Elle est Jolie, jeune. C'est une des rares femmes qui se sont imposées dans le domaine de la bande dessinée. Elle a de l'argent, elle a réussi.
Lorsqu'elle quitte la rédaction du Journal de Nashville qui l'emploie, ce jour-là, elle est heureuse et gaie. Comment ne pas être heureuse et gaie, lorsque l'on part pour un ravissant bungalow en Floride, où l'amant du moment doit venir la rejoindre ? La Floride... Le soleil, la mer... L'amour et le corps de Gen...
Mais la Floride, le soleil, la mer, Gen, tout cela va s'éteindre brusquement pour Rachel, sur une petite route de montagne dans les collines du Tennessee. Et l'étrange, l'incroyable aventure commencera par la rencontre de ce gueux qui dort dans sa camionnette délabrée, en bordure de route. Ce gueux qui dort et respire normalement, mais qui pourtant pèse du plomb, qui est froid comme la Mort...
Les rééditions auxquelles se livre périodiquement le Fleuve Noir, tant de la collection « Anticipation » que, comme ici, de la collection « Angoisse », ont ceci d'intéressant, outre l'intérêt propre des ouvrages présentés, qu'elles permettent d'appréhender une strate particulière de l'œuvre d'un écrivain, strate passée sur laquelle il est souvent bon de revenir. Ainsi des quelques romans fantastiques écrits par Suragne, alors qu'il n'était pas encore Pelot. La peau de l'orage, Duz, aujourd'hui Je suis la brume, furent peut-être il n'y a guère trop vite lus et trop vite oubliés.

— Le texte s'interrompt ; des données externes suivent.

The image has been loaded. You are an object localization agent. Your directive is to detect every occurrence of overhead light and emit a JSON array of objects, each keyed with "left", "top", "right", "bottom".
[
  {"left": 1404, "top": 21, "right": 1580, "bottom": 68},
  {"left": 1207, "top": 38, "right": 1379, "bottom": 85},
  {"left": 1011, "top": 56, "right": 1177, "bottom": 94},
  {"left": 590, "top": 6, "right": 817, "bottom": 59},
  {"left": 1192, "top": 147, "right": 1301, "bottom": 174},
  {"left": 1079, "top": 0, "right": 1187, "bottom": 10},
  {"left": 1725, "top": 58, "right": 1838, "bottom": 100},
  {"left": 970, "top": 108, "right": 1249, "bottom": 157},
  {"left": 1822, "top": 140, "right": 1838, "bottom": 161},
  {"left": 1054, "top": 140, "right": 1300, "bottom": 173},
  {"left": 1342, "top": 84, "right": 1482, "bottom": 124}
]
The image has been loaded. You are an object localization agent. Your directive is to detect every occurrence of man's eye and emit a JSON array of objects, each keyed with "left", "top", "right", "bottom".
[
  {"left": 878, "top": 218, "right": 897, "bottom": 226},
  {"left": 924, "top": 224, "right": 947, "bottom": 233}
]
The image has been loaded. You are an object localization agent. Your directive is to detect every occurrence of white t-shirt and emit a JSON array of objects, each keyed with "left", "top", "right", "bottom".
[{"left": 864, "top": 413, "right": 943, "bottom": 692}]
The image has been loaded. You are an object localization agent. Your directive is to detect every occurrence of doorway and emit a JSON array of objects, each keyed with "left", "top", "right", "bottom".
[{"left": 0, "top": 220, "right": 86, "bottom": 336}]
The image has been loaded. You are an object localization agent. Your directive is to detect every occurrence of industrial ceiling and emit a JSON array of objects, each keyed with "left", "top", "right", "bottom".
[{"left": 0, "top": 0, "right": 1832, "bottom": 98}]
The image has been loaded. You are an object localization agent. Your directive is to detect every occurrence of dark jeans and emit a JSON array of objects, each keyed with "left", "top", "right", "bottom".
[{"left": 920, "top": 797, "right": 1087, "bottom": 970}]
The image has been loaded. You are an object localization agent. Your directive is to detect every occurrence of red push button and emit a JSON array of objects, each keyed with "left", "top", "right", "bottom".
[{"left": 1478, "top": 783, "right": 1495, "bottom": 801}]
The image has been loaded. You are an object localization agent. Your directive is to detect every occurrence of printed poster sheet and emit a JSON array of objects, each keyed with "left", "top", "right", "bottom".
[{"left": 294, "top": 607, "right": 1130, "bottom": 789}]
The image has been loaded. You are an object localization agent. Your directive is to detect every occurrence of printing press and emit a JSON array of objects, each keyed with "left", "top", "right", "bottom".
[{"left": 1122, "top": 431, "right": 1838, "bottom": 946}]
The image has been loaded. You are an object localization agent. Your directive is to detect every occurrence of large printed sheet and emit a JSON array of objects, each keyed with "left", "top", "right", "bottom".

On découvre en y revenant que la fascination des Etats-Unis est une constante chez Pelot — jusqu'à influencer son écriture. Dernièrement, trois romans policiers de sa plume — L'été en pente douce 1, Pauvres z'héros 1 et La forêt muette 2 — semblaient dériver davantage de James Cain et de quelques autres spécialistes de l'Amérique profonde que du polar français, malgré leur insertion dans un cadre géographique hexagonal. On a répété à satiété combien Pelot utilisait des techniques d'écriture fortement américanisées, au confluent de Dick et de William Irish.
Ici, un genre aussi codé que le fantastique, historiquement situé pour l'essentiel en Europe, se voit transplanté en plein cœur du Middle West. Le récit évolue dans des décors de stations-service et de bourgades perdues qui évoquent davantage Steinbeck ou Caldwell (d'ailleurs nommément cité) que Nodier ou Hoffmann. En ce sens, l'inspiration de Pelot n'a guère varié, et il serait curieux de s'en étonner aujourd'hui alors que la tendance était parfaitement lisible voici plusieurs années déjà.
Cela dit, Je suis la brume est une agréable histoire thématiquement classée dans le registre « survie après la mort » avec un soupçon d'ésotérisme judéo-chrétien (le mythe de Lilith). La mort est la vraie vie, et c'est sur Terre que nous « vivons » notre véritable mort, littéralement infernale. Ce n'est pas bien original, mais le récit se tient et la technique permet à la sauce de prendre. Je suis intimement persuadé que c'est dans ce genre d'ouvrages sans trop de prétentions que gît le véritable Pelot.